Testing the limits of prospective autonomy- advance directives in an incompetent patient

Testing the Limits of Prospective Autonomy- Advance Directives in an Incompetent Patient Testing the Limits of Prospective Autonomy- Advance Directives in an Incompetent Patient
Saving lives is the sole responsibility of medical practitioners. As is indicated in the medical code of ethics, in emergency circumstances, the life of the patient should always take priority (Hope, Savulescu, & Hendrick, 2008). Weighing between the life of the patient and the religious belief should always have the life of the patient being considered. For instance, the attending physician should administer the life-saving blood transfusion only after talking to the patient on the importance of the transfusion and how it would save his life. In such a case, the physician must develop a social interaction with the patient by making him understand that the neglect of the transfusion administration is seen as a neglect of life, which is equitable to suicide.
Being a religious belief, Jehova Witness is not legally approved by the country to teach its followers against blood transfusion. The medical principles have a blood transfusion as mandatory for people in emergency situations that involve excessive bleeding. However, without the consent of the patient, if the medical practitioner goes ahead to give the transfusion, he risks being sued by the patient in the court of law for malpractice. The medical code of conduct dictates that the patient must be consulted before any medical procedure is performed, which he or she must approve. However, the decision is sometimes left to the physician, especially in emergency life-saving situations.
One of the factors that is in favor of the physician after the administration is that the failure to save the life of a patient is not documented in the medical laws and also in the national laws. Even if the patient filed a malpractice case, the physician would not be convicted of an offense. Failure to administer the transfusion would be the most serious case that may even see the physician fired. In order to act in a moral, ethical, and humane manner, the physician should administer the transfusion to save the life of the patient.
The virtue theory would also be applied in the determination of the decision to make on whether to administer the blood transfusion or not to the incompetent patient. The virtue theory suggests that the performance of an act that promote the common good for society as well as individuals and regards an activity that would cause harm as vicious (Shelp, 2012). Applying this theory in the present situation, efforts to save the life of a person would be desirable to the society and promotes the health wellbeing of the patient. It is thus virtuous for the medical practitioner to carry out the process blood transfusion to the Jehovah witness patient to avoid death. Otherwise, the medical practitioner would be considered vicious if he or she does not carry out the procedure since would be considered as aggravating the harm condition of the patient.

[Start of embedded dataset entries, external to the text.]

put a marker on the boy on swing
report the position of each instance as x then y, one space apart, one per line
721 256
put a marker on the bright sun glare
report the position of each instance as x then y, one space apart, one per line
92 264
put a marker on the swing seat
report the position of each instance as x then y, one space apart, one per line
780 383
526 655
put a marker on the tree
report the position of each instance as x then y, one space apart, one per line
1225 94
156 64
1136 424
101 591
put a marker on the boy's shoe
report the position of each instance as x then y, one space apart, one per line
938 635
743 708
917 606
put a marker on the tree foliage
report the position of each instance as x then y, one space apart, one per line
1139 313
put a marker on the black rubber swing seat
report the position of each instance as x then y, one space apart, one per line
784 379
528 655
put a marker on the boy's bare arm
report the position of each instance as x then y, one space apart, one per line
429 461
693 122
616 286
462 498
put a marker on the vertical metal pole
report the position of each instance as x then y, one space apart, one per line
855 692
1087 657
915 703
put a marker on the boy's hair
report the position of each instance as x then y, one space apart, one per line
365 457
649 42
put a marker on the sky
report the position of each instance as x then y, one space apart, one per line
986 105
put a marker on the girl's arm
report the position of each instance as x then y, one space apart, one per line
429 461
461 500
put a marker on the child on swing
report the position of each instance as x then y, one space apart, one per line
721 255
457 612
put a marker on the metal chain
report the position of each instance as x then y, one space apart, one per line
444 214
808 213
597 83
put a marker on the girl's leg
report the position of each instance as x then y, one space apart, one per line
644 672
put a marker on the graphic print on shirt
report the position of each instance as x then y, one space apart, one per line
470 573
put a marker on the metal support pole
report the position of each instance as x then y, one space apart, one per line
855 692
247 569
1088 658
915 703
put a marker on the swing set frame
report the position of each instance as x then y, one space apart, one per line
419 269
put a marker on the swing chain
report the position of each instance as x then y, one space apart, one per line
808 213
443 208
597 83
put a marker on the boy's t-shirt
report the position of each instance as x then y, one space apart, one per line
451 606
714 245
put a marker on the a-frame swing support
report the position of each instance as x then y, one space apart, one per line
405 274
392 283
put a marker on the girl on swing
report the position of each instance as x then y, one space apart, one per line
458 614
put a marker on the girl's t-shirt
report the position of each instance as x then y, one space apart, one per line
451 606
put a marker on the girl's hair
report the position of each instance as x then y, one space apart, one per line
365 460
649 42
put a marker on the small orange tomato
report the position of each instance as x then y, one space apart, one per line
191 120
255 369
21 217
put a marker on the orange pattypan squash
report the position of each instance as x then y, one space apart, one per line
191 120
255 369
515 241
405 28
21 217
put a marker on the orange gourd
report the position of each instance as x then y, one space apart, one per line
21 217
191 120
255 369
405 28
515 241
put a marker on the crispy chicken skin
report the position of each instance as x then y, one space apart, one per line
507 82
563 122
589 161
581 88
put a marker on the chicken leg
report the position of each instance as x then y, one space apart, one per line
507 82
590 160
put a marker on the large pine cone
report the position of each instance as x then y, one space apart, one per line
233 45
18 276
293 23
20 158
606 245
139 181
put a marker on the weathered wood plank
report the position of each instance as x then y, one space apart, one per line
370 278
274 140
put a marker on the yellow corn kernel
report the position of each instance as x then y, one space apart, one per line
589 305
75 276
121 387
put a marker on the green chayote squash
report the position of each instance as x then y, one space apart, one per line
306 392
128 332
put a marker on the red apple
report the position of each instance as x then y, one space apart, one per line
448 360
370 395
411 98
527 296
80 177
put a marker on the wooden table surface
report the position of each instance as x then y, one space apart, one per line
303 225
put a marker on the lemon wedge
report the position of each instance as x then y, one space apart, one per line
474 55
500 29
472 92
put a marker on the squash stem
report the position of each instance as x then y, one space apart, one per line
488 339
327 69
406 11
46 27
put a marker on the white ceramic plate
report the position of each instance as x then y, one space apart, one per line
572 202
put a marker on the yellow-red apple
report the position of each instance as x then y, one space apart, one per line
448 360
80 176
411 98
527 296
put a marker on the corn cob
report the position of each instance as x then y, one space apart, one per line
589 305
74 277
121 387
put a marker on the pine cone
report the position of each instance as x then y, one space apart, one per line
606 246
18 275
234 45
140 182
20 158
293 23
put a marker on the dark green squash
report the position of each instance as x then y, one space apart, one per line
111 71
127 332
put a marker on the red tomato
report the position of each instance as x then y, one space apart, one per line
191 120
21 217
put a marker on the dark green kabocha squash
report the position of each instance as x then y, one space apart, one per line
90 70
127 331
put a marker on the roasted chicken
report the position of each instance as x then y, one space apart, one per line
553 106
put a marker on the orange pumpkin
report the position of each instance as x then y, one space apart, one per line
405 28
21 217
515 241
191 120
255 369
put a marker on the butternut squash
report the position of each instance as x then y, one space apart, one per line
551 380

The virtue theory would also be applied from the point of the patient and give similar decisions. The theory also suggests that individuals would be virtuous if they act to reduce the harm on their bodies which is desirable in accordance with the morals of the society (Shelp, 2012). However, people would be vicious if they act to inflict harm and pain to their bodies. Thus, in the present situation, the patient is would be vicious if religious faith prohibits blood transfusion and by allowing the medical practice, the patient would be virtuous. Therefore, the medical practitioner would administer a blood transfusion which is virtuous from both the societal and patient perceptions.
Hope, R. A., Savulescu, J., & Hendrick, J. (2008). Medical ethics and law: The core curriculum. Edinburgh: Churchill Livingstone/Elsevier.
Shelp, E. E. (2012). Virtue and Medicine: Explorations in the Character of Medicine. Dordrecht: Springer Netherlands.